François Bayrou sur la base de Nîmes : “On a quasiment doublé les moyens aériens”

Le Premier ministre s’est rendu ce mercredi 6 août au soir au Centre National de Coordination Avancé de la Sécurité Civile (CNCASC) de Nîmes-Garons, après une journée consacrée au méga-feu de Ribaute dans l’Aude.
Une catastrophe d’ampleur exceptionnelle
François Bayrou a d’emblée souligné la gravité de la situation dans l’Aude : “C’est un événement dont l’ampleur dépasse tout ce qu’on avait connu depuis plus de 60 ans et qui va même être supérieur à ce qu’on avait connu en 2022 en Gironde”. L’incendie de Ribaute se révèle effectivement d’une intensité inédite, selon les équipes présentes sur le terrain qui “n’ont jamais connu un incendie qui allait aussi vite pour dévorer la garrigue, la forêt, les centaines, les milliers d’hectares”.
Des progrès spectaculaires en disponibilité
Le déplacement du Premier ministre, accompagné du ministre de l’Intérieur Bruno Retailleau et du ministre François-Noël Buffet, visait à rencontrer les équipes de maintenance et de pilotage de la sécurité civile. L’occasion de mettre en avant une amélioration remarquable : la disponibilité des moyens aériens.
“L’an dernier, à la même époque, la disponibilité était de l’ordre d’à peine 50%. Et cette année, grâce au travail qui a été conduit ici par les équipes de la maintenance et par les équipes de la sécurité civile, la disponibilité est de l’ordre de 90%”, a précisé François Bayrou.
Cette progression représente un quasi-doublement des moyens opérationnels “sans investissement supplémentaire”, soulignant l’efficacité du travail mené par les équipes techniques de la base gardoise.
Le rôle crucial des moyens aériens
Face aux contraintes du terrain – “reliefs dangereux, escarpés, difficiles” – les moyens aériens s’avèrent “absolument cruciaux”. Au moment de la visite, “près d’une dizaine d’avions et d’hélicoptères” étaient mobilisés contre l’incendie audois.
Le groupement des moyens aériens de la DGSCGC dispose actuellement de 60 aéronefs (23 avions et 37 hélicoptères) avec 450 personnels, répartis sur 24 bases dont 3 en outre-mer. Son budget annuel de fonctionnement s’élève à 120 millions d’euros.

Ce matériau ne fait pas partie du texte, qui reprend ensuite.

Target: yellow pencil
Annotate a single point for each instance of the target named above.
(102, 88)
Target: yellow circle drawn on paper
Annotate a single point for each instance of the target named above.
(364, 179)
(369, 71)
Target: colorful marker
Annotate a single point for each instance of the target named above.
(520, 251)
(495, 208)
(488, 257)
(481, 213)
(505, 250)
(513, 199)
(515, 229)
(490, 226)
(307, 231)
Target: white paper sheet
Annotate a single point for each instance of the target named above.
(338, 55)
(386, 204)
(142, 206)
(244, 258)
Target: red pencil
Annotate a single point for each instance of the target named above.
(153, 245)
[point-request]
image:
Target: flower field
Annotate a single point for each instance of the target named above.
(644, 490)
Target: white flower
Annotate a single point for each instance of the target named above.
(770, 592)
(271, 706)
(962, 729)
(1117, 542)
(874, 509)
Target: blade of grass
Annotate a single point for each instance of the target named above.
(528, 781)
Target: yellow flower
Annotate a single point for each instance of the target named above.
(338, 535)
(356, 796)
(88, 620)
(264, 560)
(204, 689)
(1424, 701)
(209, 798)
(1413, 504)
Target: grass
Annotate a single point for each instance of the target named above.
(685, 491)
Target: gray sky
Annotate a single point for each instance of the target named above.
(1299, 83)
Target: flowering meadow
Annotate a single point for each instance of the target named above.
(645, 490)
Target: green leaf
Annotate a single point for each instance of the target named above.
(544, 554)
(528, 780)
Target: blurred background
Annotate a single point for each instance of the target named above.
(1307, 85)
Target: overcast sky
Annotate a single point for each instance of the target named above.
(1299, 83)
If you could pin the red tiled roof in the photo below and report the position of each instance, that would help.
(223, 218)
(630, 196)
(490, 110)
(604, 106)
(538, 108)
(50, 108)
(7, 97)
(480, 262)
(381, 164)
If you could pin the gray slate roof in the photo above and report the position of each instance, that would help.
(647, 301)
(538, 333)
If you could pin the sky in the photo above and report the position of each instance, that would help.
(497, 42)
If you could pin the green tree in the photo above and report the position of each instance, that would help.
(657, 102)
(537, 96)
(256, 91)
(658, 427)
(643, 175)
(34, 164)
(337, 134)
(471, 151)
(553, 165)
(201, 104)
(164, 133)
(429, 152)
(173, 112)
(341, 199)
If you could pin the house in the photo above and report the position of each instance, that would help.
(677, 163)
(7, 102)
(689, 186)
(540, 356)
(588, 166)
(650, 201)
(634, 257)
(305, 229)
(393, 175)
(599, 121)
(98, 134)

Renforcement de la flotte et projets industriels
Le gouvernement poursuit ses efforts d’équipement avec l’acquisition de 2 nouveaux Canadair financés par l’Union Européenne, “puis bientôt 4 Canadair de plus”. Au-delà des achats, François Bayrou interrogé par la rédaction de TV Sud Magazine sur le soutien aux entreprises proposant des alternatives aux Canadairs, a évoqué un projet plus ambitieux : “Nous travaillons aussi à l’idée de reconstituer une filière de production de Canadair en France, si c’est possible.” En 2024, le soutien à ces entreprises était de 11M€ nous indique François Noël Barrot en apparté.
Cette démarche s’inscrit dans une logique de souveraineté industrielle, le Premier ministre confirmant que l’État entend accompagner les start-up françaises qui développent des alternatives aux Canadair traditionnels, notamment en Bretagne et à Bordeaux.
Un centre névralgique pour la coordination
La visite du CNCASC a permis de découvrir le centre opérationnel où se prennent les “choix stratégiques d’envoi des moyens aériens”. Cette structure, véritable cerveau de la lutte aérienne contre les feux de forêt, coordonne le déploiement des aéronefs sur l’ensemble du territoire national.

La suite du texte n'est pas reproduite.